A expectativa de um El Niño entre os mais intensos desde 1950 já provoca movimentações na indústria brasileira de climatização. Com a chegada do verão, fabricantes estão reforçando estoques e varejistas antecipando encomendas, em um esforço para atender a uma demanda que pode aumentar significativamente. No entanto, o setor mantém cautela, temendo os efeitos dos juros elevados e do endividamento das famílias, que têm reduzido o consumo de bens duráveis, como os aparelhos de ar-condicionado.
De acordo com o departamento de economia da Abrava, que representa os setores de aquecimento, ventilação, ar-condicionado e refrigeração no Brasil, o faturamento do setor alcançou R$ 50,15 bilhões em 2025, com uma projeção de crescimento para R$ 55,62 bilhões em 2026, o que representa um aumento de 10%. Os aparelhos de ar-condicionado do tipo split são os destaques, com uma produção que quase dobrou em dois anos, passando de 3,816 milhões de unidades em 2023 para 6,385 milhões em 2025.
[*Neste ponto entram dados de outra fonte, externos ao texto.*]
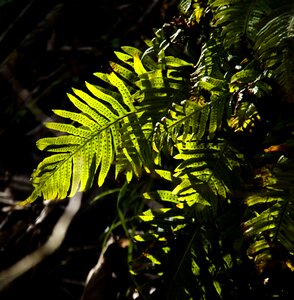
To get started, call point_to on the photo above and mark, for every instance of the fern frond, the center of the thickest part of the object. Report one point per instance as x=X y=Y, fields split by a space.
x=239 y=19
x=274 y=47
x=114 y=125
x=271 y=227
x=203 y=175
Apesar desse crescimento, as empresas estão mantendo estoques elevados, aguardando os efeitos do El Niño sobre o consumo. A Abrava vê o fenômeno climático como uma oportunidade, mas a conversão dessa demanda em vendas dependerá do cenário econômico. Toríbio Rolon, diretor de economia da Abrava, destaca que “a elevação das temperaturas trará um impacto positivo para o setor, estimulando a procura por equipamentos de climatização e refrigeração. No entanto, o endividamento das famílias, que já causa uma desaceleração no comércio, prejudica a demanda por bens duráveis, especialmente os aparelhos de ar-condicionado”.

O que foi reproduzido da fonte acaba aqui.